= Albay's at-large congressional district =

Legislative district of the Philippines

Albay's at-large congressional district may refer to three occasions when a provincewide at-large district was used for elections to the various Philippine national legislatures from Albay.

From 1898 to 1901, five representatives from the province who were elected at-large sat in the Malolos Congress, the National Assembly of the First Philippine Republic. Albay was reorganized under the Insular Government of the Philippine Islands in 1901 with Catanduanes annexed to it and was divided into three districts for the Philippine Assembly in 1907. From 1943 to 1944, the province as a whole sent two representatives to the National Assembly of the Second Philippine Republic. Multiple district representation was restored in the province in 1945. In 1978, regional at-large assembly districts were created for the national parliament with Albay included in the 12-seat Region V's at-large district.
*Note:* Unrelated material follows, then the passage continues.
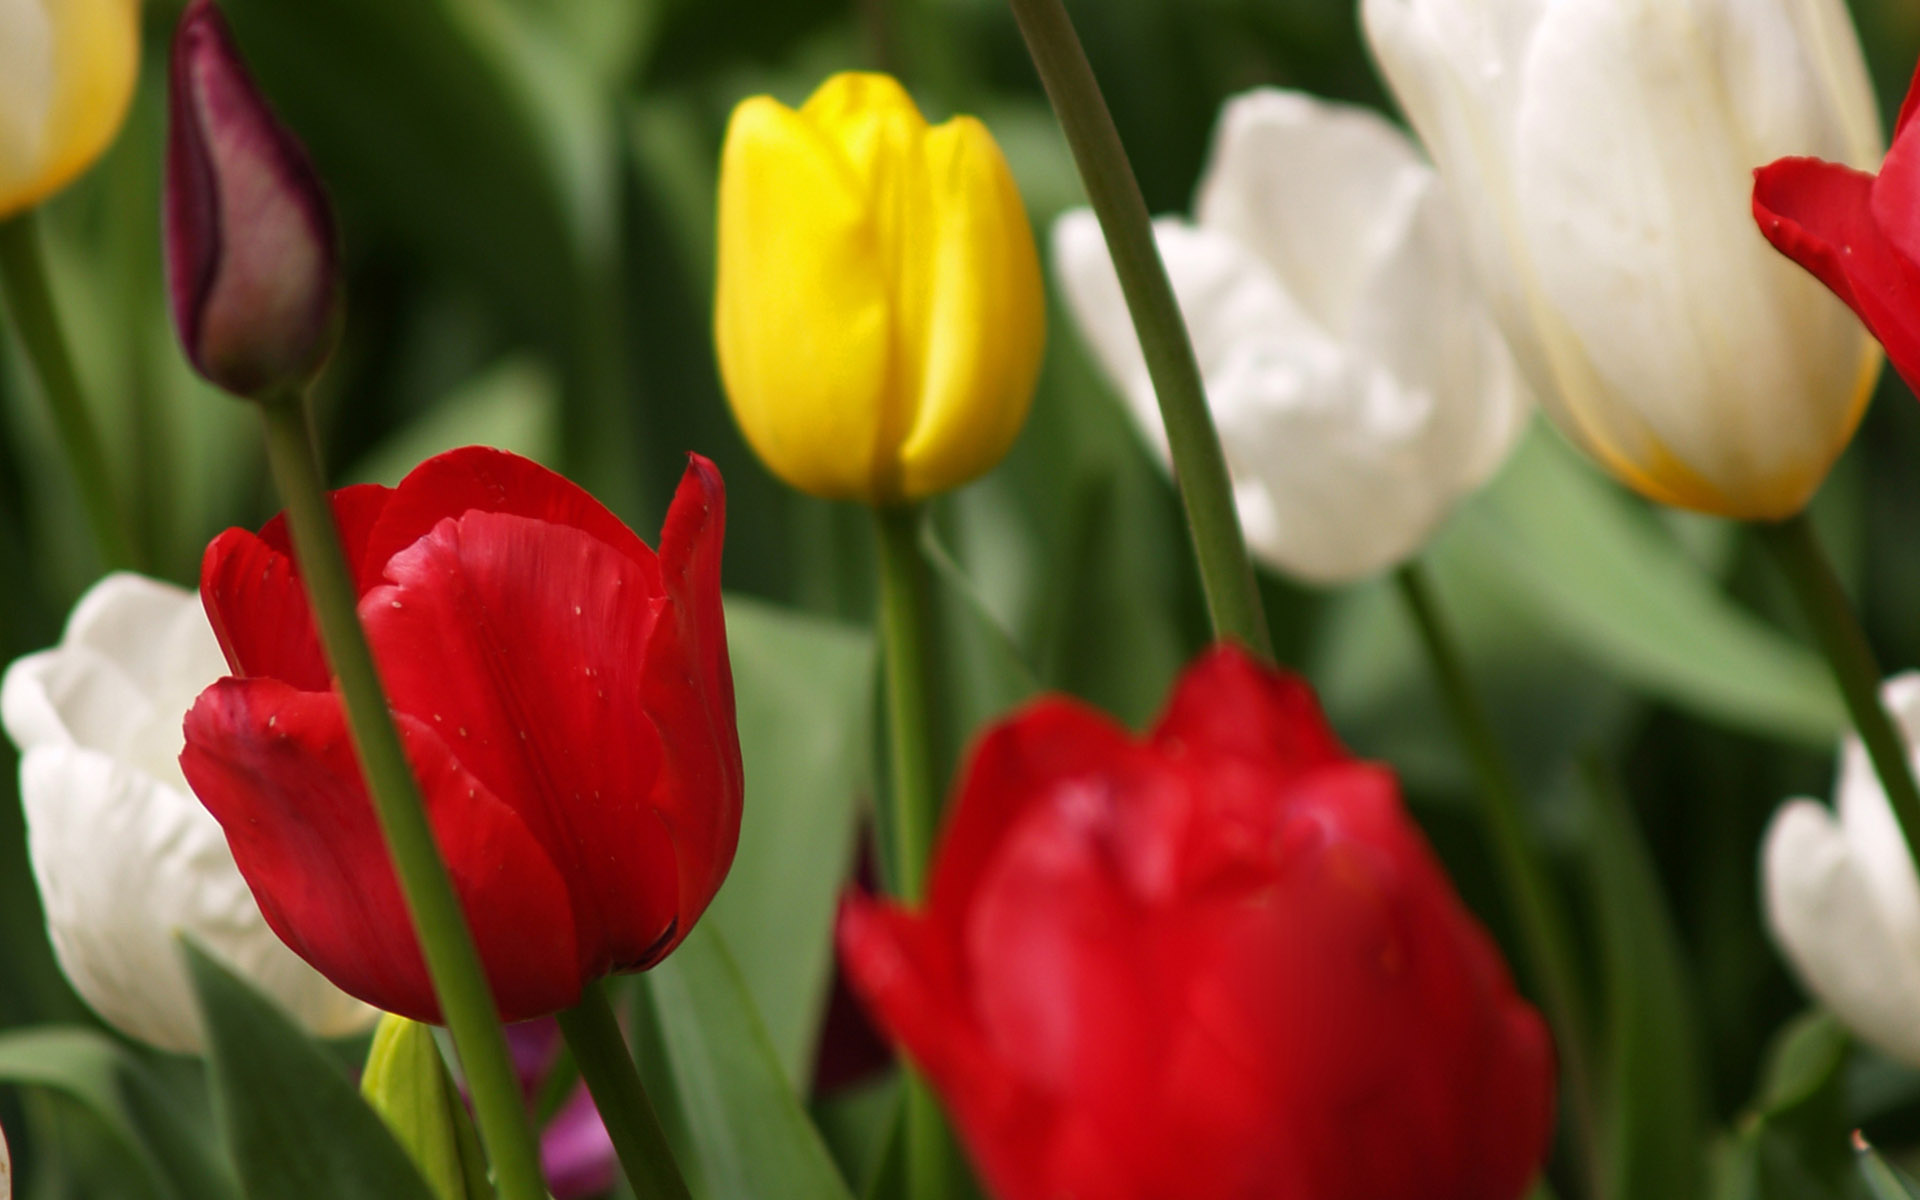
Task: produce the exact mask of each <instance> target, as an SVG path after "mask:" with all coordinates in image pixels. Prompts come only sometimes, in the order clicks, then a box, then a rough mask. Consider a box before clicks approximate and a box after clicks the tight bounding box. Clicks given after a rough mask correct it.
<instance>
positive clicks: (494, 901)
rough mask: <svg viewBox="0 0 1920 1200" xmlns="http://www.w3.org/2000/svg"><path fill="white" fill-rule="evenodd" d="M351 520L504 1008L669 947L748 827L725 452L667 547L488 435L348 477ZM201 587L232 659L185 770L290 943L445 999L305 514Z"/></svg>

The province returned to its own single multi-member at-large district in 1984 with a three-seat delegation for the Regular Batasang Pambansa of the Fourth Philippine Republic.

After 1986, Albay elected its representatives from its congressional districts.

==Representation history==

#: Term of office; National Assembly; Seat A; Seat B; Seat C; Seat D; Seat E
Start: End; Image; Member; Party; Electoral history; Image; Member; Party; Electoral history; Image; Member; Party; Electoral history; Image; Member; Party; Electoral history; Image; Member; Party; Electoral history
Albay's at-large district for the Malolos Congress
District created June 18, 1898.
–: September 15, 1898; March 23, 1901; 1st; Marcial Calleja; Independent; Elected in 1898.; Salvador V. del Rosario; Independent; Elected in 1898.; Honorato Agrava; Independent; Appointed.; Pantaleón García; Independent; Appointed.; Aguedo Velarde; Independent; Appointed.
#: Term of office; National Assembly; Seat A; Seat B
Start: End; Image; Member; Party; Electoral history; Image; Member; Party; Electoral history
Albay's at-large district for the National Assembly (Second Philippine Republic)
District re-created September 7, 1943.
–: September 25, 1943; February 2, 1944; 1st; Pío Durán; KALIBAPI; Elected in 1943.; Julián L. Locsín Jr.; KALIBAPI; Appointed as an ex officio member.
#: Term of office; Batasang Pambansa; Seat A; Seat B; Seat C
Start: End; Image; Member; Party; Electoral history; Image; Member; Party; Electoral history; Image; Member; Party; Electoral history
Albay's at-large district for the Regular Batasang Pambansa
District re-created February 1, 1984.
–: July 23, 1984; March 25, 1986; 2nd; Pedro Marcellana Jr.; UNIDO; Elected in 1984.; Peter A. Sabido; KBL; Elected in 1984.; Victor Ziga; UNIDO; Elected in 1984.